‘1980s Ireland left little room for any optimism - abroad was beckoning’

Being one of a family of 10 children on a small farm in Co Westmeath, there was little idyllic about rural impoverishment

Philip Lynch

Philip Lynch

 

When I emigrated 36 years ago my connection with Ireland essentially ended. We parted with barely any rancour, but there was certainly disenchantment.

For as long as I could remember, I couldn’t see a way forward for myself in the country where I’d spent my formative years. I had a sense that ending the prolonged recession was simply beyond our political leaders’ ability.

And the economic despair in early 1980s Ireland left little room for any optimism.

Being one of a family of 10 children on a small farm didn’t leave much wriggle room. Beyond reeling in perch under the bridge of Finea in summer, snaring rabbits and harvesting wild mushrooms, there was little that was idyllic about rural impoverishment.

Growing up, going somewhere was always a perennial consideration. Like so many of my generation, anywhere abroad was beckoning like some kind of enticing beacon.

The feedback, however benign, always travelled through a circuitous route

Emigrating seemed like a logical option, perhaps even a quietly defiant rite of passage. In one fell swoop, the constraints of family and Irish society could be set aside.

The downside of going was that every time I’d return– everything had changed and sort of stayed the same. I was always more visitor than son or brother. I always felt a little awkward being “home” on a holiday, like some kind of guest of honour.

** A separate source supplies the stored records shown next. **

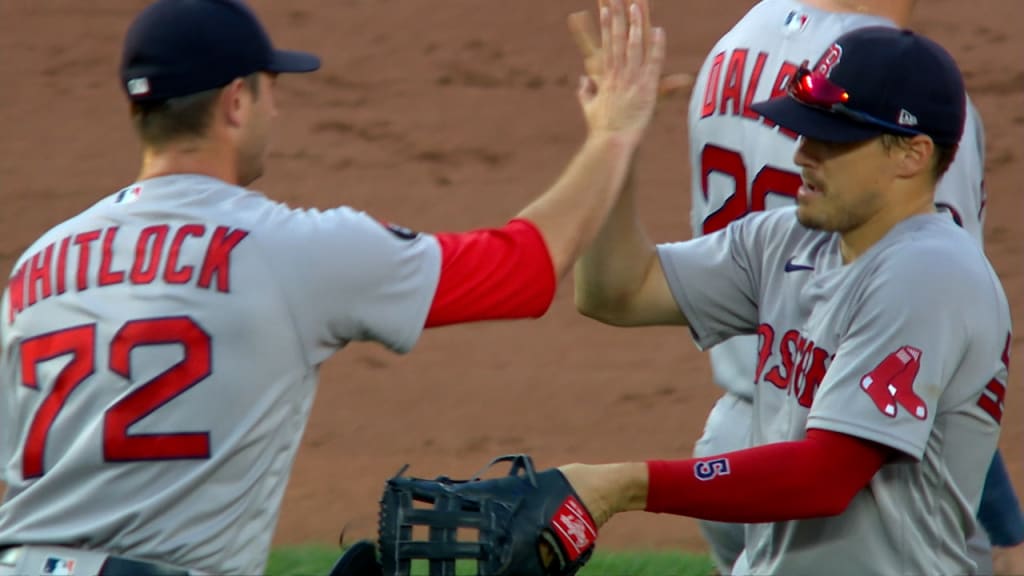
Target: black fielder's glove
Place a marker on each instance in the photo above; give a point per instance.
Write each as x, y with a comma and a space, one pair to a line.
524, 524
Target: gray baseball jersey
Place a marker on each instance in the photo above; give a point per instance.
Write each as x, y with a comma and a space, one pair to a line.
872, 350
160, 358
739, 163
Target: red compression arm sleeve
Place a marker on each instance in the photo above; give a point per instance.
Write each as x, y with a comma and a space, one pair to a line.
496, 274
816, 477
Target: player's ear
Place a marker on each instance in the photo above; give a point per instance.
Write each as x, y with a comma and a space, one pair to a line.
235, 101
913, 156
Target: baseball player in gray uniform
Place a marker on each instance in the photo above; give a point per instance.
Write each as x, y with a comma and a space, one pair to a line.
740, 164
160, 350
877, 409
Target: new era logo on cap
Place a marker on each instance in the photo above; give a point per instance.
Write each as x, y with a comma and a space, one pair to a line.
138, 86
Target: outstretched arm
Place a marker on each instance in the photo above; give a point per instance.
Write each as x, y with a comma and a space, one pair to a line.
815, 477
512, 272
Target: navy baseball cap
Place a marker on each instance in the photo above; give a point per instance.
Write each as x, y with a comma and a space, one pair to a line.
873, 81
179, 47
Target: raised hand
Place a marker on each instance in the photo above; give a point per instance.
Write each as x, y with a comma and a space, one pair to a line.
621, 100
582, 28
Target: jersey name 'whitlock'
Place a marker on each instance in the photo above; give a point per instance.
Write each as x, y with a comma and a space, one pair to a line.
156, 256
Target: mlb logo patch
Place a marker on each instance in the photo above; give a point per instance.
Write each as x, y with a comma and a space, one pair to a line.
796, 22
128, 195
54, 566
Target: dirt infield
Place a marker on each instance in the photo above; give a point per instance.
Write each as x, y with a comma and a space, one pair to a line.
446, 115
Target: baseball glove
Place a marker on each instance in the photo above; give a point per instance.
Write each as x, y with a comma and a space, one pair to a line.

As if I’d become something of an extra or some kind of exotic creature who’d flown the nest, who’d created a life elsewhere, and in all likelihood, probably had notions of himself. Although of course no-one would ever be bold enough to say as much. Being back brought its own limitations. There wasn’t much I could say, out loud anyway. I was limited to a polite observer status.

I’d hear things later, on the grapevine. The feedback, however benign, always travelled through a circuitous route. Like my mother’s angst about my prolonged single status and my peculiar penchant for studying well into my 30s.

'Outside a Southern Boobook owl is hooting with its distinctive call here in Tasmania'. Photograph: iStock
'Outside a Southern Boobook owl is hooting with its distinctive call here in Tasmania'. Photograph: iStock

Unusually, before I left that summer, it hadn’t rained for weeks. No doubt the phenomenon of climate change was under way but it hadn’t reached the realm of public discussion.

It was sunny day after day. There was no longer any call to complain about the constant rain. Farmers were starting to worry. But I was all set to go, my rucksack was packed, and the weather wasn’t even on the periphery of my radar.

When my father, younger than I am now, was delivering me to Mullingar station that morning, he was remarking on the matters of his world; on who’d mown meadows and who’d cut silage, and who hadn’t yet shorn their sheep.

Some of the fields were already taking on a scorched look, especially in the places where the silerator had cut too deep. But by the time we reached our destination, our one-way conversation has stalled.

As the train from Sligo with its mostly empty carriages squealed to a stop, we shook hands, and he dug out some holy medals from his breast pocket, handed them to me, and I boarded without any hesitation.

We have to keep on keeping on. I’ll give it my best shot. That’s all I can do

I just wanted to get away and make a go of things. Isn’t that what motivates migrants? I was determined to go beyond England where my sister was nursing. It wasn’t just because of the Troubles and the push back against the Irish.

There was a harshness about Thatcher’s Britain that I simply couldn’t abide. Melbourne it was going to be. Australia would surely have more to offer. I had no evidence to support my optimism. When you’re 21, optimism is never far away, and almost anything and everything seems possible.

But this middle-age caper is a different story. Things are more measured even a little pedestrian but not necessarily any clearer, and, of course, everything seems less loaded. I’ve lost my father’s medals and their giver is gone too. As is my mother. So much has slid away.

Another summer is looming here in Tasmania. It’s still lush around these parts from the winter rain but it’ll dry out soon enough. Our water tanks are less than half full. And we are well down on our average rainfall. We are already being urged to prepare for the inevitable bushfire fire season.

We are being told we should be bushfire ready. Dozens of houses have already been lost in several mainland states across this generally parched continent. After our close shave last summer, who knows what’s in store?

Optimism, that’s surely what’s needed. We have to keep on keeping on. I’ll give it my best shot. That’s all I can do. Outside, tonight, a Southern Boobook owl is hooting with its distinctive call. Clouds have gathered and a little rain is forecast. This rural life in Tasmania has its drawbacks but it also occasionally approximates something you could almost call idyllic.